Nove figli. Questo era quasi incredibile. Criminale.

— Be’, sì, la gente fa strane cose per la religione. Tu conosci le sanzioni, Ender… a quei tempi non erano dure, ma neppure lievi. Soltanto i primi due figli avevano diritto all’istruzione gratuita. E per ogni figlio in più si pagavano tasse maggiori. A sedici anni tuo padre si appellò alla Legge sulle Famiglie Dissidenti per separarsi dalla sua famiglia. Cambiò nome, rinunciò alla religione, e fece voto di non avere mai più figli dei due ufficialmente consentiti. Era una cosa in cui credeva. Tutta la vergogna e le persecuzioni che aveva dovuto sopportare da bambino… giurò che questo non sarebbe mai accaduto a un figlio suo. Capisci?

— Lui non mi voleva.

— Be’, nessuno vuole veramente un Terzo. Non ci si può aspettare che sia felice. Ma tua madre e tuo padre erano casi speciali. Entrambi avevano rinunciato alla loro religione (tua madre era una mormone) ma in realtà avevano desideri un po’ ambigui. Sai che significa ambigui?

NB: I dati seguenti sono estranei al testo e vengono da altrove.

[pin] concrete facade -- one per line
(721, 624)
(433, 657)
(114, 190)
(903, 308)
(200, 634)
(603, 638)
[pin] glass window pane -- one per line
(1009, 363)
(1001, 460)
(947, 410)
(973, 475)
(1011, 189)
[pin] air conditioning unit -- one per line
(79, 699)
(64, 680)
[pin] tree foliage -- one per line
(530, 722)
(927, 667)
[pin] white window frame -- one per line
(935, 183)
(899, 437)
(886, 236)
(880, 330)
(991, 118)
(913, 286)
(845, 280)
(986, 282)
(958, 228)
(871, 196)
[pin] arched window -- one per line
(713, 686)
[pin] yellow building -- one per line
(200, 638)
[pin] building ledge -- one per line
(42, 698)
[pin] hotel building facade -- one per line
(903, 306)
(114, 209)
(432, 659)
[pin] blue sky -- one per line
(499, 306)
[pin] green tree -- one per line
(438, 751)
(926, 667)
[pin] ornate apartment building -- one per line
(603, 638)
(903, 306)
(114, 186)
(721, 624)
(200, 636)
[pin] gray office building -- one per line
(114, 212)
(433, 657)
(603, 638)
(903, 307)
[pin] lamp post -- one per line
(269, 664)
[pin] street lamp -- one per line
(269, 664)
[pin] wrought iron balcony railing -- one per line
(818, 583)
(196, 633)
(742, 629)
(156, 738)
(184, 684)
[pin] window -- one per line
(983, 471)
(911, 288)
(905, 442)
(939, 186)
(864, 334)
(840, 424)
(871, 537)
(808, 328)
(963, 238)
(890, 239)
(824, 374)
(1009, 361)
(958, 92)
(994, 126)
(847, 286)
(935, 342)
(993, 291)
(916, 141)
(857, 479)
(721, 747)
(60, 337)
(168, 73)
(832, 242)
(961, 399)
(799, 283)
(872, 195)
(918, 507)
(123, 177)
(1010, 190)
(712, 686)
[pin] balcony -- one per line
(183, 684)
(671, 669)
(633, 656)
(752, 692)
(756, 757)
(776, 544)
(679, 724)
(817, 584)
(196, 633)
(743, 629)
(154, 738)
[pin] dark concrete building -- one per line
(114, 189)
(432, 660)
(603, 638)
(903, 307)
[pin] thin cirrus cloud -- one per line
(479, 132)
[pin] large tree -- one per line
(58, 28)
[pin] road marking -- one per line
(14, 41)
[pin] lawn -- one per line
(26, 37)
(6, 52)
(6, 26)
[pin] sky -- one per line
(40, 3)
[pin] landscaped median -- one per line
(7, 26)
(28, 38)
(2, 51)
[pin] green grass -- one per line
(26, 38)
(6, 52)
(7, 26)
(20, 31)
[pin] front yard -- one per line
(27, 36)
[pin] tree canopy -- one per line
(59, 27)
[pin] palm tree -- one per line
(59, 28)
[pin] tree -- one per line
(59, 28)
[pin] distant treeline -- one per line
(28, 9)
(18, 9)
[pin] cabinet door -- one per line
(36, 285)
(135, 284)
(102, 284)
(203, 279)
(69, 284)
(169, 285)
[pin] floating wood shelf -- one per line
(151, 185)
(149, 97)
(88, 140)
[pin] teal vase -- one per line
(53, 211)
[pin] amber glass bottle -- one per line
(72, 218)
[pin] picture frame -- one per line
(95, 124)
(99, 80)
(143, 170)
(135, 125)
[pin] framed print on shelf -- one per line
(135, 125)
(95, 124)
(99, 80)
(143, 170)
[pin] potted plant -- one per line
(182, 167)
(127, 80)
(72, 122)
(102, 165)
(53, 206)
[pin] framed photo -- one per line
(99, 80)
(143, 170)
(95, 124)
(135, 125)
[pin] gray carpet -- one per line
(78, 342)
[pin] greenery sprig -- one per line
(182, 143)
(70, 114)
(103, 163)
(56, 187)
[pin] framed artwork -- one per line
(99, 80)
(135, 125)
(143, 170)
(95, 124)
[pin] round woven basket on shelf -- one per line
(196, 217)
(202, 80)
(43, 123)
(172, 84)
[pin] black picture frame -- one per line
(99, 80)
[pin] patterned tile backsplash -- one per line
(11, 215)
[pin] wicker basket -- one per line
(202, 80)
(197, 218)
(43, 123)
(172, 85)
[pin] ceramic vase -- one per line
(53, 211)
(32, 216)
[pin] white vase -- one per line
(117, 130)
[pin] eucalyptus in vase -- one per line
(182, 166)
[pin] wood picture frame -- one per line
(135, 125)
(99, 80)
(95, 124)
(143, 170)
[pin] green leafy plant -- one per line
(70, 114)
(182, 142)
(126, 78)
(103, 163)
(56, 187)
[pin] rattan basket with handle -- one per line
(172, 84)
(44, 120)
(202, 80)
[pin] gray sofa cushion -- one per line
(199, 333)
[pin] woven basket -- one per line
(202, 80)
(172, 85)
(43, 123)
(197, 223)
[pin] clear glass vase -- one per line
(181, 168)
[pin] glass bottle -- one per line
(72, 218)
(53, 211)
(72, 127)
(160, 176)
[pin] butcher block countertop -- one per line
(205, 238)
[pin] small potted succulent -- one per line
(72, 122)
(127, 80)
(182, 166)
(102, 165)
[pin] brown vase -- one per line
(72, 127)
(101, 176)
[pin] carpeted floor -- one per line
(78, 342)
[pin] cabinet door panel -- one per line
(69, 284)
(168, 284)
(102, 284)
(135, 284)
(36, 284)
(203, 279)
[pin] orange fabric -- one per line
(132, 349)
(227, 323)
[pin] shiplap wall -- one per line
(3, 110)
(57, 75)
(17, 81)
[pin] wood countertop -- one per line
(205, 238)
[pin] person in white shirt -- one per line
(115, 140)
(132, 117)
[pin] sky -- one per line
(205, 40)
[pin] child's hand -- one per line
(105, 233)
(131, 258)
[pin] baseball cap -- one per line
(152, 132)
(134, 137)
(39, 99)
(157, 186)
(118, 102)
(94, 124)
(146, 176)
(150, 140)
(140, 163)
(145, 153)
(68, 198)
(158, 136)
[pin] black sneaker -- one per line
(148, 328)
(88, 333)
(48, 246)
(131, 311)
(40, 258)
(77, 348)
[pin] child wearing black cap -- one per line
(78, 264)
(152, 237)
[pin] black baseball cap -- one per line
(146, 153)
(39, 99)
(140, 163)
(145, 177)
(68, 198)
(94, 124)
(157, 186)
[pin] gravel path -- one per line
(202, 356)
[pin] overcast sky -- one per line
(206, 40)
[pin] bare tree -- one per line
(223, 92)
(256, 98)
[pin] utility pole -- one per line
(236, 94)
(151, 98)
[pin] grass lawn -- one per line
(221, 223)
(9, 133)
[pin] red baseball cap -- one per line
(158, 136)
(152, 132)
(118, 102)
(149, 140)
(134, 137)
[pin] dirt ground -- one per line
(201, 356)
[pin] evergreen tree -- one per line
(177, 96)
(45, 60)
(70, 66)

— Desideravano due cose opposte.

— Si vergognano di provenire da famiglie dissidenti. E cercano di nasconderlo, al punto che tua madre rifiuta di ammettere con chiunque di essere nativa dello Utah, perché nessuno sospetti la verità. Tuo padre rinnega i suoi antenati polacchi, perché la Polonia è una nazione dissidente e sotto sanzioni internazionali a causa di questo. Così vedi bene che avere un Terzo, anche in obbedienza a esplicite istruzioni del governo, distrusse tutto ciò che avevano cercato di costruire.

— Questo lo so.

— Ma la cosa è ancora più complicata. Tuo padre ha voluto darti il nome di uno dei santi del calendario. Anzi, è giunto al punto di battezzarvi lui stesso tutti e tre quando foste portati a casa dopo la nascita. E tua madre non era d’accordo. Ogni volta litigarono, e non perché lei fosse contraria al sacramento ma perché non voleva che foste battezzati come cattolici. Nessuno dei due ha veramente abbandonato la sua religione. Ti guardano e vedono in te un motivo di orgoglio, perché sono riusciti ad aggirare la legge e ad avere un Terzo. Ma tu sei anche un emblema della loro vigliaccheria, perché non osano andare ancora più in là e praticare la dissidenza che nel loro intimo continuano a ritenere giusta. E sei anche il simbolo della loro vergogna sociale, perché la tua stessa presenza interferisce con gli sforzi che fanno per essere integrati nella normale società non dissidente.